Esa noche, tres de ellas sueñan con lo que vieron y escucharon en el informativo. Sofía ve un monstruo inmenso que la arrastra hasta ahogarla en un lago barroso. Érica se mira de afuera, durmiendo en su cama, mientras una rata grande se le mete entre las piernas. A Rosana se le aparece su abuela, vestida con un camisón blanco, diciéndole que tiene que casarse virgen. Esa imagen se corta con otra de su exmarido Eduardo subido arriba suyo, sacándose el forro, acabándose sin permiso. Las tres tiemblan y transpiran, mientras la noche sigue su curso y la luna de enero en Maldonado, ajena a todo lo demás, baila su danza con las mareas.

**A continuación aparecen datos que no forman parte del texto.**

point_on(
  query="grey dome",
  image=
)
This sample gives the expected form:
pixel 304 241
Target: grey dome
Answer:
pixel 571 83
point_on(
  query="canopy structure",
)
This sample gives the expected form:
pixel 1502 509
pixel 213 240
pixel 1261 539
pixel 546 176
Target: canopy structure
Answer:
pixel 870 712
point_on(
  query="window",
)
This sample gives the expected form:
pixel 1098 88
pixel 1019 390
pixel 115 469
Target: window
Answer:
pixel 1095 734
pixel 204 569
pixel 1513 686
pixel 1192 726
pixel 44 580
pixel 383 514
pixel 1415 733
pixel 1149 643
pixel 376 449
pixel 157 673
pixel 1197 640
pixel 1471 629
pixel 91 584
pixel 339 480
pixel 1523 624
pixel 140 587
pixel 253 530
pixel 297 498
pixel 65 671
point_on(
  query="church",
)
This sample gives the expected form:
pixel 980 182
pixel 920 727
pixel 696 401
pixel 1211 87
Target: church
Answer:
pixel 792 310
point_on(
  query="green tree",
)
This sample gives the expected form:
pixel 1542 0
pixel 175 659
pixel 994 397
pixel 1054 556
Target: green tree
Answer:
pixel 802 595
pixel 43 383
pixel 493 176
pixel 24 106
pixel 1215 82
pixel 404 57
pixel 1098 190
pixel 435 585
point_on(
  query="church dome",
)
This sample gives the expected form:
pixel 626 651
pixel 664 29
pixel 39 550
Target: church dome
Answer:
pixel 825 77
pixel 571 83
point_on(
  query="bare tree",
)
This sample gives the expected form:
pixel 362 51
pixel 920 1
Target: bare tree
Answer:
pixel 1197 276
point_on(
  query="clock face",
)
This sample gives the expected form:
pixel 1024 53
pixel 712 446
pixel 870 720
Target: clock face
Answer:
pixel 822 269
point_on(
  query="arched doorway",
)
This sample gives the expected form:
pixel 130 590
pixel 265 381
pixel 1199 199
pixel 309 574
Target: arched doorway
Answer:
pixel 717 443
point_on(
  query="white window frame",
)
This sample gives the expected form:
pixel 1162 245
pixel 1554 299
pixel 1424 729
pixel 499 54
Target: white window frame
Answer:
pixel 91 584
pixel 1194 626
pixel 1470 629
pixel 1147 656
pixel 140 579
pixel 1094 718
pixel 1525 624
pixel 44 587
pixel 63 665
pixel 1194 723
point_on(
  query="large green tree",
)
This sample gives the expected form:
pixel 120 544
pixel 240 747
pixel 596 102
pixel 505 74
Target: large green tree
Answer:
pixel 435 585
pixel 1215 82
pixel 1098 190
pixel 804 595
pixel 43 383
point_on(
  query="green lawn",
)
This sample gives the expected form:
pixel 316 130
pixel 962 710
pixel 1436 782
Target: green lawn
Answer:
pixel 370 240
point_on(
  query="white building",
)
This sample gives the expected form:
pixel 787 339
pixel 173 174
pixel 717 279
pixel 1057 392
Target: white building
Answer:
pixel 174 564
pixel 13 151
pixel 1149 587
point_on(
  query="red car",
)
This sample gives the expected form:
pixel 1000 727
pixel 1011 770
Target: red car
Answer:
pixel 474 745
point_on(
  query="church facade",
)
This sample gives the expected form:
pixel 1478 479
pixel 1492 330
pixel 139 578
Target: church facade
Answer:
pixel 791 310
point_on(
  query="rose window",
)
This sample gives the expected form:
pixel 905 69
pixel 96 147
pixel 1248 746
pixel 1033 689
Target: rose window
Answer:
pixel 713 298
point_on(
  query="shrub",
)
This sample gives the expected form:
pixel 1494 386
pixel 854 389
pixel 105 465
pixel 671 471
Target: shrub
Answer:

Juana no puede dormir. La cruz y la imagen de Jesucristo que cuelgan de la pared de su cuarto le parecen más feas de lo habitual. Escrolea su celular y busca más detalles sobre la violación grupal de la que todos hablan en las redes. Encuentra en Twitter muchas frases de vecinos indignados, pero algunas le suenan falsas, y le da bronca. La gente miente, pero ella sabe. Se acuerda de su profesora de literatura montevideana, María José, que les habló de algunas cosas vinculadas a las relaciones entre los hombres y las mujeres. Violencia de género, les dijo, y ella anotó en el cuaderno. También, entre tantas fotos y colores y palabras, encuentra una convocatoria a una marcha en la plaza, bastante cerca de su barrio. Que arda, dicen las letras blancas sobre el fondo violeta. Abajo, el dibujo de las llamas naranjas parece prender fuego el celular. Juana sonríe. Va a ir hasta ahí a escondidas, y si su tía Rosana se entera, se va a enojar.
1. «Ética de la desobediencia», de Soledad Castro Lazaroff y María José Olivera Mazzini, 19-VII-19.